Originally Posted by GGA
I probably missed it but I have not been able to find defintions of ISD
, ISD termination,
and ISD gap
. Could someone please point me to a source for these definitions?
the Inter Signal Delay (ISD) gap is a length in time after the original signal reaches the listening position that is essentially anechoic (no reflections or specular energy is allowed to arrive within this window in time) - you are ONLY hearing the direct signal from the speakers and no other reflections from any boundaries within the room.
if you were in an anechoic room, your ISD gap would be infinity, as you'll never get a reflection off a boundary (as all reflections are fully attenuated - just as if you were outdoors or in an infinitely large room).
in small rooms where the boundaries are relatively close, reflections off the sidewalls and ceiling will take a slightly longer path than the direct signal, which means these reflections will arrive slightly longer in time and combine with the original signal at the listening position.
if a specular reflection arrives within the ISD gap, then it is considered to be an 'early' reflection. but it is important to note that not all first-order-reflections are early-reflections. in a large room, the reflection path is so great that the reflection arrives at the listening position outside of this gap - hence it is not necessary an 'early reflection'.

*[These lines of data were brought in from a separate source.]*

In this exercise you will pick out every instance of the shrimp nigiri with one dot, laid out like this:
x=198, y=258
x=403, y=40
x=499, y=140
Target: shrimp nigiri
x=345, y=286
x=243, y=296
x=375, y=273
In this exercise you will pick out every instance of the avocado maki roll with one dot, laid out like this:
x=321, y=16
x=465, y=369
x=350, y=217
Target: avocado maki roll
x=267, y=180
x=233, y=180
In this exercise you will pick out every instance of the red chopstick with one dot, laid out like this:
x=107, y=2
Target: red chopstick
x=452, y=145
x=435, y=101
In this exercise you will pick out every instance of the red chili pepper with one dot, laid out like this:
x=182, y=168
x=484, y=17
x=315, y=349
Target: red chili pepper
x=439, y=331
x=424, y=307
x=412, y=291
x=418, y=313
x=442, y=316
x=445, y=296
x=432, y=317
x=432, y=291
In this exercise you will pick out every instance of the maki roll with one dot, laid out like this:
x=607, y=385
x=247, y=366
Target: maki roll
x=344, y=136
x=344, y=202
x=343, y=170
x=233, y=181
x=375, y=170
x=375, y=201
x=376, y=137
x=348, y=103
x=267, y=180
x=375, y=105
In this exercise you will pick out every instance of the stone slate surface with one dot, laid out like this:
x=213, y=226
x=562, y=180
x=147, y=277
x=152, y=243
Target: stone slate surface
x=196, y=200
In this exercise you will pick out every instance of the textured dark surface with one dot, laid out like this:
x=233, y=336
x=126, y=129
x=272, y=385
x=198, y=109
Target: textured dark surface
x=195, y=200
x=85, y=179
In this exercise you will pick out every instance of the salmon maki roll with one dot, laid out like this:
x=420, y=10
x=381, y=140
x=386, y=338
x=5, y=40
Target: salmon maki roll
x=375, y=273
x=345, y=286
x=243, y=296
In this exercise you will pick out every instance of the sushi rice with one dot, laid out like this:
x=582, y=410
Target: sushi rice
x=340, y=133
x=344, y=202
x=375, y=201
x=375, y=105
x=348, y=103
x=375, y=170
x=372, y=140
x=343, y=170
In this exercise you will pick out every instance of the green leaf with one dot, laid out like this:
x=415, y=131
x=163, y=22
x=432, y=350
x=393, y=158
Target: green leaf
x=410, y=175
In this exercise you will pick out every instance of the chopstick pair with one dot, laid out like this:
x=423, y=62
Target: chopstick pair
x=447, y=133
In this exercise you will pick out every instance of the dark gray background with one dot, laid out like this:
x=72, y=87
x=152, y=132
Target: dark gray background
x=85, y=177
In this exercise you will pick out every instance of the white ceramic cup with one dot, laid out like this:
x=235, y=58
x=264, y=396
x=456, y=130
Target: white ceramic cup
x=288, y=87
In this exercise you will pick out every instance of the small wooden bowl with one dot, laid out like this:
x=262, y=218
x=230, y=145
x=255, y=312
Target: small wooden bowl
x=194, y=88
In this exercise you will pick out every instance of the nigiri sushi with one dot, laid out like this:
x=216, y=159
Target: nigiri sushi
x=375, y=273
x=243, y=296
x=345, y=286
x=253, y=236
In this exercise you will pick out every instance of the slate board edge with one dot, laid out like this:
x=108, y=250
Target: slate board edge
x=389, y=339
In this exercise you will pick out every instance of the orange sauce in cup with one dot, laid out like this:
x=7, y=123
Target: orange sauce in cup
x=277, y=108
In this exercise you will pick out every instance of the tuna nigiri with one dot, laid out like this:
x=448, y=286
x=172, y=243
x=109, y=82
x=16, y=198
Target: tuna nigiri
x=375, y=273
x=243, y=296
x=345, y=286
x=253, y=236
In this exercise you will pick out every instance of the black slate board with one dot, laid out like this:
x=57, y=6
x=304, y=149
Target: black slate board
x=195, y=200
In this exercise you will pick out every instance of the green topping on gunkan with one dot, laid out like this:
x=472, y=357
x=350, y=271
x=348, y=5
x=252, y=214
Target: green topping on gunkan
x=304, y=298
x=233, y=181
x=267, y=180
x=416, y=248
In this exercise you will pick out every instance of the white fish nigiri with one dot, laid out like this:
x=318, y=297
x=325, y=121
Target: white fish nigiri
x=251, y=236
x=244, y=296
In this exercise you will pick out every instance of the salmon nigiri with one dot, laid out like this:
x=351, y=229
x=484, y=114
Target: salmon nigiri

for example - a 20ms ISD means that once the original (direct) signal from the speaker reaches the listening position (straight line, hence the shortest path), there is a 20ms anechoic gap where no other specular energy impedes the listening position. this allows the brain to 'digest' the original signal in totality before also hearing the reflections within the room.
any early-reflections arriving at the listening position within 15ms or so of the original signal will cause time-smearing and issues related to clarity. any early reflections arriving in this window need to be identified and attenuated (either by redirection, absorption, etc)...if that is indeed the room model you are emulating and the specular response you are looking to achieve.
by attenuating these early reflections (or delaying the time in which they reach the listening position AFTER the original signal), you're also essentially tricking the brain into thinking you're in a larger room.
the termination of this gap is the first significant burst of energy (specular or diffused) that arrives after the anechoic ISD gap, hence "terminating" the gap.
there are psycho acoustic effects that relate to this termination (Haas effect). if you read some of SAC's commentary that i quoted on the previous page, this will be better explained.
it was born out of control room models (LEDE/RFZ) - which each have very specific criteria for how the specular energy arrives and decays at the listening position - but these room models are directly applicable to critical listening rooms (where the room needs to be made as neutral as possible, if that is the design requirement).
with regards to recording (which is not really relevant here, but it does add insight) ... the ITD (Initial Time Delay) is generally used for the length in time in the recording room, and the ISD (Initial Signal Delay) is generally referred to the gap within the control (mixing/listening) room.
so, if music was recorded in a large space where the first reflection arrived 30ms after the original signal ... and you were to play this back in your control room that is much smaller in space (eg first reflection arrives at 15ms) ... this means that your control/listening room is masking the recording., and instead of 'hearing' the room the music was recorded in, you're hearing your listening room mask its sound on top of the recording.
so, the general criteria is to have the ISD of the listening/control room be 2-5ms later than that of the recording room ... so you can hear the room in the recording in totality before your listening room has a chance to mask its sound on top. think about listening to a recording from a large concert hall, and playing it back (reproducing it) in your bathroom. you are going to 'hear' the small acoustical space via the early reflections, versus 'hearing' the concert hall ambiance. if you close your eyes, you'll be aware you're in a very small room vs being transported into 'being' in the room of the recording.
go into your bathroom and close your eyes and begin talking. when you talk, the reflections off the boundaries arrive back at your ear very quickly because of how close the boundaries are, and your brain processes this and you can 'hear' or 'feel' how small the room is. if you did this in a large room (movie theater, warehouse,etc) the reflections would take a much longer time to reach your ears (possibly turning the reflection into a distinct 'echo'), and you could 'feel' how large of a room you're in, even if you were blindfolded.